Creating clustered tables#

Large tables can be optimized by passing in clustering_columns to create a clustered table.

table_id = df.to_gbq(clustering_columns=("index", "int_col"))
table_id
Query job 80177f9a-4f6e-4a4e-97db-f119ea686c62 is DONE. 0 Bytes processed. Open Job
'bigframes-dev._63cfa399614a54153cc386c27d6c0c6fdb249f9e.bqdf20250530_session9fdc39_4ca41d2f28f84feca1bbafe9304fd89f'

Returning a BigQuery DataFrames (bigframes) DataFrame#

The recommended way to construct a DataFrame is from a BigQuery table which has a unique primary key. By default a primary key is used as the index, which allows for more efficient queries than the default index generation.

This sample assumes there is a shared dataset that

  1. The application can write to and

  2. the bigframes user can read from.

There are many ways an application can write to a BigQuery table, including BigQuery load jobs, DML, streaming REST API, and the BigQuery Write API. Each has different costs, performance, and limitations. Choose the one that best suits your application’s needs.

# The assumption is that there is a shared dataset to work with.
from google.cloud import bigquery

bqclient = bigquery.Client()
bqclient.create_dataset("my_dataset", exists_ok=True)
Dataset(DatasetReference('bigframes-dev', 'my_dataset'))
# For simplicity, this sample assumes your application uses
# a load job with the CSV file format.
# See: https://cloud.google.com/bigquery/docs/loading-data-cloud-storage-csv#python
import datetime
import io
import random


def create_table_for_bigframes():
    # This code is assumed to run on the application's backend.
    from google.cloud import bigquery

    client = bigquery.Client()

    # The end-user is expected to have read access to this table.
    table_suffix = f"{datetime.datetime.now().strftime('%Y%m%d_%H%M%S_%f')}_{random.randrange(1_000_000)}"
    table_id = f"{client.project}.my_dataset.integrations_ipynb_{table_suffix}"

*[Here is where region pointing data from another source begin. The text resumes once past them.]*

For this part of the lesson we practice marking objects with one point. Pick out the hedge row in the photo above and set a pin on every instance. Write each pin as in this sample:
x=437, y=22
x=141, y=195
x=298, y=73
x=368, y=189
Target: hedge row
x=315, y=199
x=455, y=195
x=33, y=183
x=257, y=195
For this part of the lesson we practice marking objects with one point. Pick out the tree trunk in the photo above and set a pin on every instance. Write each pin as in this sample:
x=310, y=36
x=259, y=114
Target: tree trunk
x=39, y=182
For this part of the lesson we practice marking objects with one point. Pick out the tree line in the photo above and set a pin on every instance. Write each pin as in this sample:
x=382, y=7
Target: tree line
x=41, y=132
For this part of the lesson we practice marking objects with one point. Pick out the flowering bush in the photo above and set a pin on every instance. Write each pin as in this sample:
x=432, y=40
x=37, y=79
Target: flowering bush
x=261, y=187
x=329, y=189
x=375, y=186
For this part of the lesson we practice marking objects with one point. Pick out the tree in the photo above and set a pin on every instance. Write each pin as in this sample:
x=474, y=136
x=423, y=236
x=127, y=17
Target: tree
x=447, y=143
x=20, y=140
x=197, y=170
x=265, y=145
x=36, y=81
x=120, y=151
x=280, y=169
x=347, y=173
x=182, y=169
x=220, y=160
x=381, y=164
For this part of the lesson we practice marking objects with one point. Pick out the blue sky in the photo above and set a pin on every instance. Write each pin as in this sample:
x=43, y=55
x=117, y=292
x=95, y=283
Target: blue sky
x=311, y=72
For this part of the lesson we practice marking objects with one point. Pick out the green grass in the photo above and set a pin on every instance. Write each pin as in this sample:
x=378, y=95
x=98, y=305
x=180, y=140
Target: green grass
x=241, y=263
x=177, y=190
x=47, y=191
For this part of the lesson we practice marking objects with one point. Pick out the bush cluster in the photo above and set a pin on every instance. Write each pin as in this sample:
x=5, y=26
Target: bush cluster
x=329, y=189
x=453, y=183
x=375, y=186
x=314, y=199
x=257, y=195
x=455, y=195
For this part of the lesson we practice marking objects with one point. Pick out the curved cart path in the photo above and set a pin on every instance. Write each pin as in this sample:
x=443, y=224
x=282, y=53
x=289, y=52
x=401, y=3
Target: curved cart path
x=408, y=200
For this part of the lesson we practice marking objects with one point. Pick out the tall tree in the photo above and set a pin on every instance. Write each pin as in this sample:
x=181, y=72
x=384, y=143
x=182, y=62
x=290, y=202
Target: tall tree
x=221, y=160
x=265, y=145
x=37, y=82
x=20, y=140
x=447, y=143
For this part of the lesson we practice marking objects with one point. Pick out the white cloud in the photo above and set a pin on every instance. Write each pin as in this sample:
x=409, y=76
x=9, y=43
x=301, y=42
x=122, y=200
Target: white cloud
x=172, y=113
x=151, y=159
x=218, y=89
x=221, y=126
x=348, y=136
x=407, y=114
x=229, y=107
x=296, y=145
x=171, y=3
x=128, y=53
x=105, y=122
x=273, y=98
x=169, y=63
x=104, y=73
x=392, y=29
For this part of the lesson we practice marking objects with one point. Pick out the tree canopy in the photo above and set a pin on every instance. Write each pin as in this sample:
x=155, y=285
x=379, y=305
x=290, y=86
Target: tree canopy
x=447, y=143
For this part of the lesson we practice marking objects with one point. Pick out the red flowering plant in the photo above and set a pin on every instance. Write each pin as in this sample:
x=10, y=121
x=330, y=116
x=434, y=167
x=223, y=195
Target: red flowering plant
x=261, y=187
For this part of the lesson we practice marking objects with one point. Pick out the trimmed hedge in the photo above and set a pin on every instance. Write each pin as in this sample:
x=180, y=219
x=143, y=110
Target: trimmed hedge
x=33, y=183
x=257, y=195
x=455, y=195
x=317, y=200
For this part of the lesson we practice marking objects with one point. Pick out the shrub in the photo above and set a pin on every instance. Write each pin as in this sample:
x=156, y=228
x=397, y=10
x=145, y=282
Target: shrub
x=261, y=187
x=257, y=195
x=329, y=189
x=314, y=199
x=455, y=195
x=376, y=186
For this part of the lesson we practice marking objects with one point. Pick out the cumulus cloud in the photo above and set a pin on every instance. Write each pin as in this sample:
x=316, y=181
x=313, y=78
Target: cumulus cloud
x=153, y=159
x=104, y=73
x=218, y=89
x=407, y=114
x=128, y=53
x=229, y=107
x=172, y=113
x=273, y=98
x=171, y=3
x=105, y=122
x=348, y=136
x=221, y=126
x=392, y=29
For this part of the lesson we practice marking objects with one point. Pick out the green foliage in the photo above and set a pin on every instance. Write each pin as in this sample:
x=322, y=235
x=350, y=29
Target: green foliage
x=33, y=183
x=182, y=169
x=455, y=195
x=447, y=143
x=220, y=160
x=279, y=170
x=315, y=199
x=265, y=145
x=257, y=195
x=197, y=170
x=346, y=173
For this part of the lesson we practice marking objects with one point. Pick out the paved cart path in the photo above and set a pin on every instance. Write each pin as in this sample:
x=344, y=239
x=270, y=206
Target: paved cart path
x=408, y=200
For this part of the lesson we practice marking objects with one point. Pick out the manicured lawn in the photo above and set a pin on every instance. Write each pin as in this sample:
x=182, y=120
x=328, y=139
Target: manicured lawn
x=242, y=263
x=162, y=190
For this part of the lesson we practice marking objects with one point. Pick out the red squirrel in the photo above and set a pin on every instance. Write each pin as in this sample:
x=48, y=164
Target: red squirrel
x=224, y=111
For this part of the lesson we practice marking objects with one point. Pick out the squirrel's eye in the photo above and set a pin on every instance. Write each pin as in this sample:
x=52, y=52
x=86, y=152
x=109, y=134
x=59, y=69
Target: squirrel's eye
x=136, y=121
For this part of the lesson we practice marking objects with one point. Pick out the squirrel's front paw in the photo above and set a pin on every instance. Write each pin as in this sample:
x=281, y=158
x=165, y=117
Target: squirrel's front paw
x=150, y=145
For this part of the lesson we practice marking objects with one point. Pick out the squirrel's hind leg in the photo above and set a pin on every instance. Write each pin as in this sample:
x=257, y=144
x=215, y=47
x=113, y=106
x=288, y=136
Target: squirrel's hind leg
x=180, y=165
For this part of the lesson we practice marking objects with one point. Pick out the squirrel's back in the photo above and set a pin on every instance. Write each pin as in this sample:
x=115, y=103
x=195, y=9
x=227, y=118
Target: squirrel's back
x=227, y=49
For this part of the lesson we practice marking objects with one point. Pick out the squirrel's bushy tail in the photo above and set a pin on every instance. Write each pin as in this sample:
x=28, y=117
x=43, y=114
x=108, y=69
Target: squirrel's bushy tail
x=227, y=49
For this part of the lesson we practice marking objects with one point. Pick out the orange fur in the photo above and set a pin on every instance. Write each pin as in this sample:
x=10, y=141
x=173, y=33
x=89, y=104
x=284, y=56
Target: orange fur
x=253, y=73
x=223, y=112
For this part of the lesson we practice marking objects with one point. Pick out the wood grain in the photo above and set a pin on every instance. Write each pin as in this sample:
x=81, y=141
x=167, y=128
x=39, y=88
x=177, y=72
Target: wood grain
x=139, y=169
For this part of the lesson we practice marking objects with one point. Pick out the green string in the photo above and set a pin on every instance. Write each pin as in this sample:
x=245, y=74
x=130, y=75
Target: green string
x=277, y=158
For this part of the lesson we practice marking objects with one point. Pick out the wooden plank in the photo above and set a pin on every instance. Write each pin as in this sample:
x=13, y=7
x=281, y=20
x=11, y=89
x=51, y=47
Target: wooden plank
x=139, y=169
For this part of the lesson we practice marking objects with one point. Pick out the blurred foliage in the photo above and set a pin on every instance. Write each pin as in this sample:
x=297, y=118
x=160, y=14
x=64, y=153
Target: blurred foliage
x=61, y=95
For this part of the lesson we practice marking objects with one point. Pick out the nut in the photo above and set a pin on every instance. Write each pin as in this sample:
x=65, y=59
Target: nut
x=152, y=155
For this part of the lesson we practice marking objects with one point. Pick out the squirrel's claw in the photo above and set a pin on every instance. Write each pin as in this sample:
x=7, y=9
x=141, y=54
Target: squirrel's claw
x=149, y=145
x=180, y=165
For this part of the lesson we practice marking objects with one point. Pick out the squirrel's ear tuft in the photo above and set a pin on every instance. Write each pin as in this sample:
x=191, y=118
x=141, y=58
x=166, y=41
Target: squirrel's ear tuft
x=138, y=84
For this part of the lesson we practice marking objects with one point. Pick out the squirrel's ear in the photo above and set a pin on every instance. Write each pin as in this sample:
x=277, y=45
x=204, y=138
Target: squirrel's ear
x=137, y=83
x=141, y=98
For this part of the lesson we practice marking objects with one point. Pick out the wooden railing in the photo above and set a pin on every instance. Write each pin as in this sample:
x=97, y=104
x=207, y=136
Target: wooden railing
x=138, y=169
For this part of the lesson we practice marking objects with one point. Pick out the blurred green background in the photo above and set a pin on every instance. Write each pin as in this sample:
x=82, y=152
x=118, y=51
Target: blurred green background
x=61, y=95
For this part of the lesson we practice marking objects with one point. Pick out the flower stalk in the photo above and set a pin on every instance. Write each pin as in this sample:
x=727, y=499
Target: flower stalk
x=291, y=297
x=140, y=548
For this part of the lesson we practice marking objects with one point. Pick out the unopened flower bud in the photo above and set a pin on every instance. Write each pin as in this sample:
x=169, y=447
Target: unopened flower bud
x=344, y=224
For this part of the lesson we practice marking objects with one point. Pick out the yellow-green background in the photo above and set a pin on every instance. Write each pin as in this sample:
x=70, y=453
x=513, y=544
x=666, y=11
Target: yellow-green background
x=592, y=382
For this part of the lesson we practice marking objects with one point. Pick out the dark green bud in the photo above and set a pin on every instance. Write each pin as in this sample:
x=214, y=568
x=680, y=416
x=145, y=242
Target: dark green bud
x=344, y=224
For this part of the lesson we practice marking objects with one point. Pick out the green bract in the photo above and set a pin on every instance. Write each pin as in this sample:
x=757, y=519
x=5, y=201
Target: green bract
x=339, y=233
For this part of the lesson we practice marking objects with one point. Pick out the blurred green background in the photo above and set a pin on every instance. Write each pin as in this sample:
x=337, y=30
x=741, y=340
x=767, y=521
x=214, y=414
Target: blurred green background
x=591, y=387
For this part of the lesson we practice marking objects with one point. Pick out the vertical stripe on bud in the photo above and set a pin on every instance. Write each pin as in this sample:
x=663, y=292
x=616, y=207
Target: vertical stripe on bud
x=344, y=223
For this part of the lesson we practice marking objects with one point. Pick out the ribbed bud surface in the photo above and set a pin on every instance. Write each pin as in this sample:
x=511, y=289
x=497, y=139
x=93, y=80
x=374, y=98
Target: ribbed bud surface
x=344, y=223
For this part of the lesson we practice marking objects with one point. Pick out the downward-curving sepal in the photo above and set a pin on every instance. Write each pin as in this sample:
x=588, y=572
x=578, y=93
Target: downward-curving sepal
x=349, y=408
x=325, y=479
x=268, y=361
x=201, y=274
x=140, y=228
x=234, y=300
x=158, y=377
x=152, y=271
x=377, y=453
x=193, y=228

    # Best practice: set the primary key to a unique column to use as the
    # index and default ordering in a BigQuery DataFrames (bigframes) DataFrame.
    # Having a unique identity column allows the DataFrame to be constructed
    # more efficiently.
    #
    # Note 1: Even a random UUID would be helpful for efficiency.
    #
    # Note 2: Don't do this if you can't guarantee uniqueness, as the BigQuery
    # query engine uses this property to optimize queries. Non-unique primary
    # keys result in undefined behavior.
    #
    # Note 3: client.create_table doesn't support primary key, so instead
    # use DDL to create the table.
    create_table_ddl = f"""
    CREATE OR REPLACE TABLE `{table_id}`
    (
        unique_index INT64,
        state STRING,
        postal_code STRING,
        pop INT64,
        PRIMARY KEY (unique_index) NOT ENFORCED
    )
    -- Clustering by the index column can make joins and loc operations more efficient.
    -- Also cluster by columns which are expected to be used as common filters.
    CLUSTER BY unique_index, state
    """
    client.query_and_wait(create_table_ddl)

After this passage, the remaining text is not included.